At Diamond, we call this our outside-in approach. Instead of creating a product in a boardroom then surveying the end-user for feedback, we start with the end user first and work to uncover their unmet needs, strategically making products to solve their challenges and enhance their efficiency and agility.
We interact with our customer’s customers so we always understand how our product solutions deliver value throughout the entire value chain.
Working in the field allows us to collaboratively imagine opportunities, brainstorm solution ideas and identify the most attractive opportunities to pursue.
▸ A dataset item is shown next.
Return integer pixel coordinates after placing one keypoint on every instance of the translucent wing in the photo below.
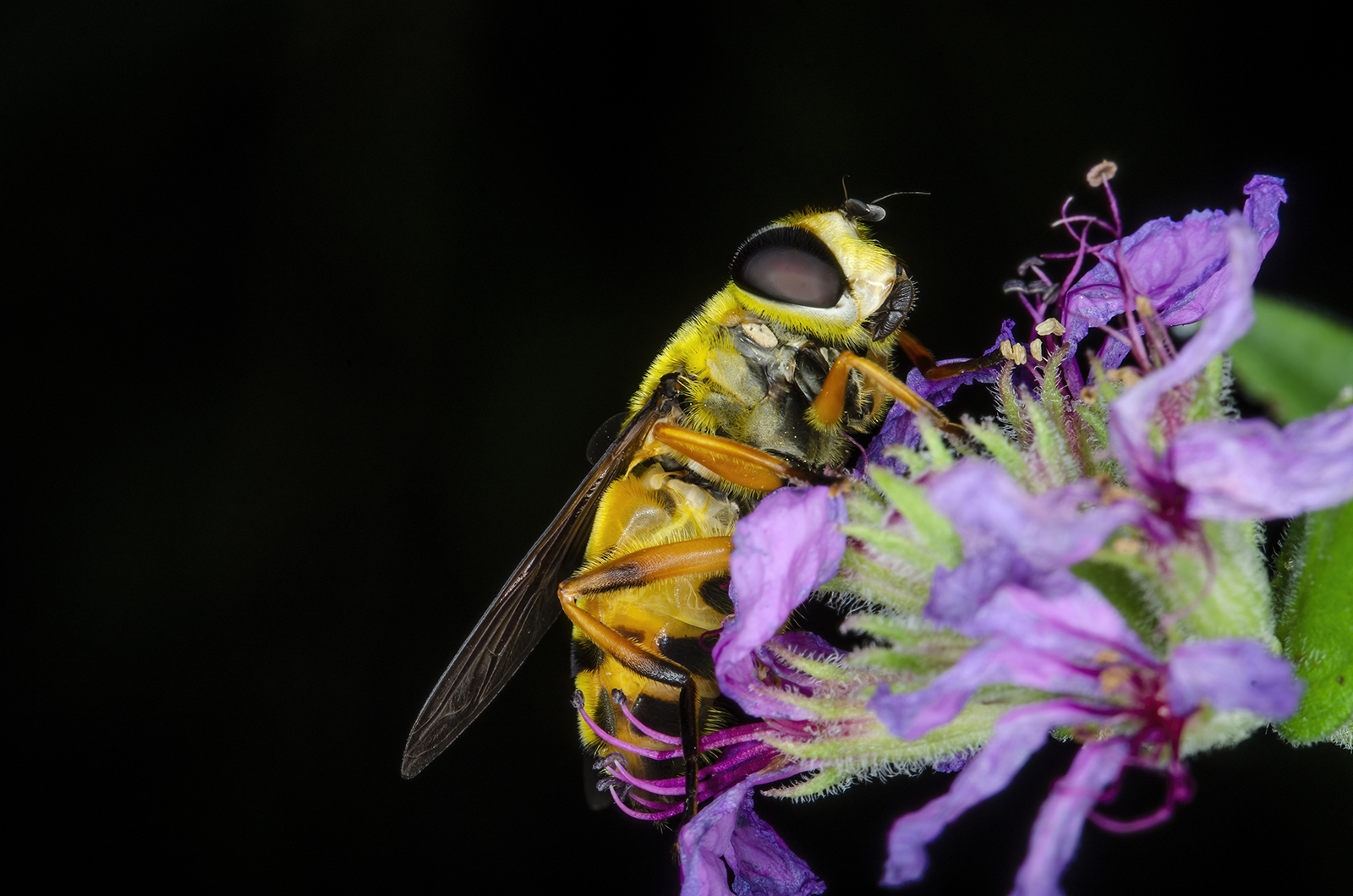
(524, 609)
We strategically partner with facilities through formal engagements and/or site visits & tours. A critical practice for us is conducting customer discovery interviews, which helps us get to the root cause of pain points and uncover unknown or unimagined solutions.
Customer preference interviews helps us prioritize ideas and narrow the scope of our focus. We want to ensure that we are focusing on solutions our target market wants. We recognize that sometimes what customers want and what companies think they want can be two very different things.
From the data collected from the discovery and preference interviews, together with our market research, we create detailed product design objectives and understand and compare against current competitive products.
We separate brainstorming of “product development” from brainstorming of “technical manufacturing”. One is related to science, whereas the other is related to the customer. We analyze raw material, manufacturing processes, design & value engineering, quality, finishing, and manufacturing geography - all to maximize value to our customers.
The fun part. Product development turns into prototypes, try-storming sessions, pre-launch trials and commercialization into appropriate market segments through targeted launches.